Research group Group Keipert

Despite extensive efforts to prevent and treat obesity and type 2 diabetes, the prevalence has reached pandemic proportions worldwide. Therefore, the scientific efforts to understand the physiological and molecular mechanisms that control body weight and insulin resistance must be intensified to identify novel and more effective therapeutic target sites.

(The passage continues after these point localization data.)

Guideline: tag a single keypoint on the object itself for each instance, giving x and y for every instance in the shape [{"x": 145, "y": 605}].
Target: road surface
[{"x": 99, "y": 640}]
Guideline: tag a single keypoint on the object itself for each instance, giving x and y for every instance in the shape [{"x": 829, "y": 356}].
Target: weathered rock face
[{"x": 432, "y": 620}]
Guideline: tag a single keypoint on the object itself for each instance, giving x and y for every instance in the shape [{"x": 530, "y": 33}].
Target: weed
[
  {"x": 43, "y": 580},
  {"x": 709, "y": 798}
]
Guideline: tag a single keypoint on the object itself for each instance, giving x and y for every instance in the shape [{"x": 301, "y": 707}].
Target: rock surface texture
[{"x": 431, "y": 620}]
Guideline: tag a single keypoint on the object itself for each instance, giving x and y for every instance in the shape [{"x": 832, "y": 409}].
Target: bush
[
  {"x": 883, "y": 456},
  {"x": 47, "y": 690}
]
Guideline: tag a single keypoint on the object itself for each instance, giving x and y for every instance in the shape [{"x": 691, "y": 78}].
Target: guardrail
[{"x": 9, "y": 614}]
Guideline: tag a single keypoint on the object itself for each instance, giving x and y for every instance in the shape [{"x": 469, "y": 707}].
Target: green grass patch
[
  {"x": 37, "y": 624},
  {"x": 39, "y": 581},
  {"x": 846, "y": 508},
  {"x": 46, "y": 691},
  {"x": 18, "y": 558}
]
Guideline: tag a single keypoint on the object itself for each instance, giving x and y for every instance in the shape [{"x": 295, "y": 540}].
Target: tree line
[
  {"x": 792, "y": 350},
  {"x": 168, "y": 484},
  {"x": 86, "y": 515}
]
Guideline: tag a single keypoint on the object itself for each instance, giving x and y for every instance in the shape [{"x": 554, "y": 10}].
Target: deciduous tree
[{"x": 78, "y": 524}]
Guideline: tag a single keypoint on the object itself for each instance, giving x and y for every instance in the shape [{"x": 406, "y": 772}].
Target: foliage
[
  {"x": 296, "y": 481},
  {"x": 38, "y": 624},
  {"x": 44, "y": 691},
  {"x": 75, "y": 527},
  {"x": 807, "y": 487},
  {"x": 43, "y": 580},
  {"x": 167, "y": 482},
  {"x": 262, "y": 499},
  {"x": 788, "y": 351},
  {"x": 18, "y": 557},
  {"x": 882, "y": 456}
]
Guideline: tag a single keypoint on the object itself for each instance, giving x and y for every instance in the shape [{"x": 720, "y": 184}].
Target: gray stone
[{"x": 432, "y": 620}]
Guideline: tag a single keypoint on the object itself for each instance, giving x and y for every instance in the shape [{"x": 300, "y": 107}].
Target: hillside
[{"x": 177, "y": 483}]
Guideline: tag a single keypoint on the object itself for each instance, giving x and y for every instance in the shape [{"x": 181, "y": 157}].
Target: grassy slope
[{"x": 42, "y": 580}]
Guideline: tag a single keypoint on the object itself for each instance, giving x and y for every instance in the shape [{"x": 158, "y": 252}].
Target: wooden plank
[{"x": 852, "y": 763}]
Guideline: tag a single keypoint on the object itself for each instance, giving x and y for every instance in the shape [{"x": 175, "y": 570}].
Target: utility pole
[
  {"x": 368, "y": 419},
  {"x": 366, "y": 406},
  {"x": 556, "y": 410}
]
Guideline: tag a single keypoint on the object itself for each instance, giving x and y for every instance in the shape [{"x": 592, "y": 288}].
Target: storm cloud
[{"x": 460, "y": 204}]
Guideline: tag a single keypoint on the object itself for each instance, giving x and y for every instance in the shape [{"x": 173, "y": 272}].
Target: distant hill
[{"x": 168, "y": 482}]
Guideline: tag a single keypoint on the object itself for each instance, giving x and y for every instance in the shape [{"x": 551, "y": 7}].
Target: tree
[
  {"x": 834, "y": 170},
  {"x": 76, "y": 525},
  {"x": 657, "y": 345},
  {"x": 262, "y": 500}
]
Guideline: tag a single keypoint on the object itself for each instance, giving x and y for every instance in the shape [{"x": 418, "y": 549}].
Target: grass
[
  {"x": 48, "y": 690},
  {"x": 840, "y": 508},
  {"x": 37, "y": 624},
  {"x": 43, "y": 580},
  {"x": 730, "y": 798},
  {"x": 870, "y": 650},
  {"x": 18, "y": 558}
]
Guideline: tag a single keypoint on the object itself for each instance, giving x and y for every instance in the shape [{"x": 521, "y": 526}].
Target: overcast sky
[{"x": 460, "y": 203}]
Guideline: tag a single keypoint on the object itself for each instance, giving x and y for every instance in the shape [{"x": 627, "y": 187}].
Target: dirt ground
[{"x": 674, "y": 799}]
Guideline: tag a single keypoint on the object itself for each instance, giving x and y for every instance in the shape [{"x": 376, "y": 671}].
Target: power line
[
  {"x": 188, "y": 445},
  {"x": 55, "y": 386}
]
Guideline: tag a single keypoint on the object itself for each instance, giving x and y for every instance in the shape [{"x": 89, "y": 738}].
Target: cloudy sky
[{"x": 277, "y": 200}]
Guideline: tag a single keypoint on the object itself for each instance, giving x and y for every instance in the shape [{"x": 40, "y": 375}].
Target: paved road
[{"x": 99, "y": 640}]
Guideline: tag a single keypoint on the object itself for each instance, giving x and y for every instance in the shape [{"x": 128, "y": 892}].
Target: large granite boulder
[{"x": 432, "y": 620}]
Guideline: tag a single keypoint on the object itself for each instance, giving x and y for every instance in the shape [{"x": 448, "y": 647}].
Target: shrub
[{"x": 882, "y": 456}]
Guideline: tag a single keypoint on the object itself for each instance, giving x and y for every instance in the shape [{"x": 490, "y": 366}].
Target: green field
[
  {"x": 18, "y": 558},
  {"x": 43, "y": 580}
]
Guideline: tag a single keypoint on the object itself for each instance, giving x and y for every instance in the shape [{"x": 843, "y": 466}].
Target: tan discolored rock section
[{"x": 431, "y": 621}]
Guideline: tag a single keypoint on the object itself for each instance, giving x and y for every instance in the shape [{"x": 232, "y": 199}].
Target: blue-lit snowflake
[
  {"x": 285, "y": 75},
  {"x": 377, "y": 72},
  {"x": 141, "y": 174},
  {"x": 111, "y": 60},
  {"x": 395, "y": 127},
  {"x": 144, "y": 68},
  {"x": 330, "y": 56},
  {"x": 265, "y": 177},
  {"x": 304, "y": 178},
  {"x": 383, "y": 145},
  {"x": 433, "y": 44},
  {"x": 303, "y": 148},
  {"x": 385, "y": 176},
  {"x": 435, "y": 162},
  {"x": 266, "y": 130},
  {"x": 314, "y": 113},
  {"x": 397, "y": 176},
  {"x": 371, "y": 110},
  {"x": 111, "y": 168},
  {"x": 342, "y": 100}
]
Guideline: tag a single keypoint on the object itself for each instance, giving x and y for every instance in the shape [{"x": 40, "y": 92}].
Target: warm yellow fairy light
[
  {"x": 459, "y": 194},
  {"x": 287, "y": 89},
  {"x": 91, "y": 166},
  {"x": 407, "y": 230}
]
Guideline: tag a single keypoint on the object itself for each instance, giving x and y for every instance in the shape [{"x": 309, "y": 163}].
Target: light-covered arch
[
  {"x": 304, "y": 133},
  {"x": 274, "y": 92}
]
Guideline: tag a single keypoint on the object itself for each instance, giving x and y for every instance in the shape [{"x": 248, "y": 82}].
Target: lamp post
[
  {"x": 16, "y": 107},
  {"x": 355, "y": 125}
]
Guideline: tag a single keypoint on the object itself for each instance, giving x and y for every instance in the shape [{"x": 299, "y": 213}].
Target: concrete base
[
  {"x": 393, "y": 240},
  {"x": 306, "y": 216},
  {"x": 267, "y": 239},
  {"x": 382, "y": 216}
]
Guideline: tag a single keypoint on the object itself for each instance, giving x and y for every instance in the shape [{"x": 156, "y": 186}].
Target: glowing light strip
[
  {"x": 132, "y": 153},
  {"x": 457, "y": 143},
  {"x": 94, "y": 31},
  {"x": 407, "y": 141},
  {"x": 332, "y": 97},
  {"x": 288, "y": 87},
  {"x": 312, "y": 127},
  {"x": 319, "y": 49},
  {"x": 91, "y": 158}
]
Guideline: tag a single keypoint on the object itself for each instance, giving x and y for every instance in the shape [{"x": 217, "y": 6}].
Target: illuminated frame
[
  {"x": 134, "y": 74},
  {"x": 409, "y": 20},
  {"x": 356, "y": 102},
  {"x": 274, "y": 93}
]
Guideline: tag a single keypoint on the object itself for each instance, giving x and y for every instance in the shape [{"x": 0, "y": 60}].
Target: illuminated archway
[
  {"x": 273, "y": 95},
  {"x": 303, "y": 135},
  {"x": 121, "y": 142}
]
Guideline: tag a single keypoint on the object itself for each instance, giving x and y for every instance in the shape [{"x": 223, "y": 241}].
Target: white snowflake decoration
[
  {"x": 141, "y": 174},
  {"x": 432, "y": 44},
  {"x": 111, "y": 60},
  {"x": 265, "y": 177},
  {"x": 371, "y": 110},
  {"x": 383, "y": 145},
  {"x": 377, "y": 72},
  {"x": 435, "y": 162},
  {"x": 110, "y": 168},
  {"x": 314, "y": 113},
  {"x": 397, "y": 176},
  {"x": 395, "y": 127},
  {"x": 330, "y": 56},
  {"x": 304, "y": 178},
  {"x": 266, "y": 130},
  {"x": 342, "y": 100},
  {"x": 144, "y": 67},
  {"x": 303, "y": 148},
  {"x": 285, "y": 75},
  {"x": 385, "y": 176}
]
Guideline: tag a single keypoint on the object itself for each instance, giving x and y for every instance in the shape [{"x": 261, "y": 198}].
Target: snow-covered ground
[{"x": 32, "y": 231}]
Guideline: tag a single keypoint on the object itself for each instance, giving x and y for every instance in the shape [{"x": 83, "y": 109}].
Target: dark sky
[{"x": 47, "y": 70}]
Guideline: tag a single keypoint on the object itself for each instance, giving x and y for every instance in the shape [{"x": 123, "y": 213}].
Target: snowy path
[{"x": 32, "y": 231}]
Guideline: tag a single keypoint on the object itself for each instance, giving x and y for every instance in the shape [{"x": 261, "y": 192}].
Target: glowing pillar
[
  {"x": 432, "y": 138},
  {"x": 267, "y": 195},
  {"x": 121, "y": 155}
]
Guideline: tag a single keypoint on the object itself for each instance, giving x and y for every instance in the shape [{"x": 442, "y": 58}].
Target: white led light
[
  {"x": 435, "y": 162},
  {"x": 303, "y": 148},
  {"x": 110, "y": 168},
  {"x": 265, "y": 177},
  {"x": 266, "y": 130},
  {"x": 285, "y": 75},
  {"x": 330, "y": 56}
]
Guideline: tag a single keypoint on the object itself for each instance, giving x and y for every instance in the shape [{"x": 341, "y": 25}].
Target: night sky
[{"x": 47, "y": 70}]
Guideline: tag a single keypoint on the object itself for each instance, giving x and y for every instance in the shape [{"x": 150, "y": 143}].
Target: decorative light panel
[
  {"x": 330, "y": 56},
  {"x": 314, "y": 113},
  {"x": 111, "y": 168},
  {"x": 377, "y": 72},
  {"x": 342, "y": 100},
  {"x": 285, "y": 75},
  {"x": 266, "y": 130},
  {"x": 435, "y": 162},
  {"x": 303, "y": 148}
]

Our group focuses on endocrine and molecular mechanisms that enhance energy expenditure to improve body weight and metabolic health. Fibroblast growth factor 21 (FGF21), a circulating protein, is a very promising target. Exogenous FGF21 administration improves adiposity and serum lipid levels in mice and humans. However, little is known about FGF21’s endogenous role (Project 1). Notably, the knowledge on the molecular action is required for the development and design of safe and efficient anti-obesity drugs. A main target of FGF21 action is the activation of thermogenic adipose tissue. In contrast to white adipose tissue (WAT), which is the main tissue for energy storage, brown adipose tissue (BAT) dissipates energy as heat. Exploring how WAT can be converted into a brown fat-like phenotype (“browning”, beige/brite fat, Project 2) may improve the therapy of obesity. Furthermore, we are investigating the physiological significance, the underlying molecular mechanisms and potential requirement of  thermogenic mitochondrial uncoupling protein 1 for the beneficial effects of browning.

To address our specific research aims, we make use of loss- and gain-of-function models in vitro and in vivo, combined with metabolic phenotyping and in depth molecular characterization including cellular bioenergetics.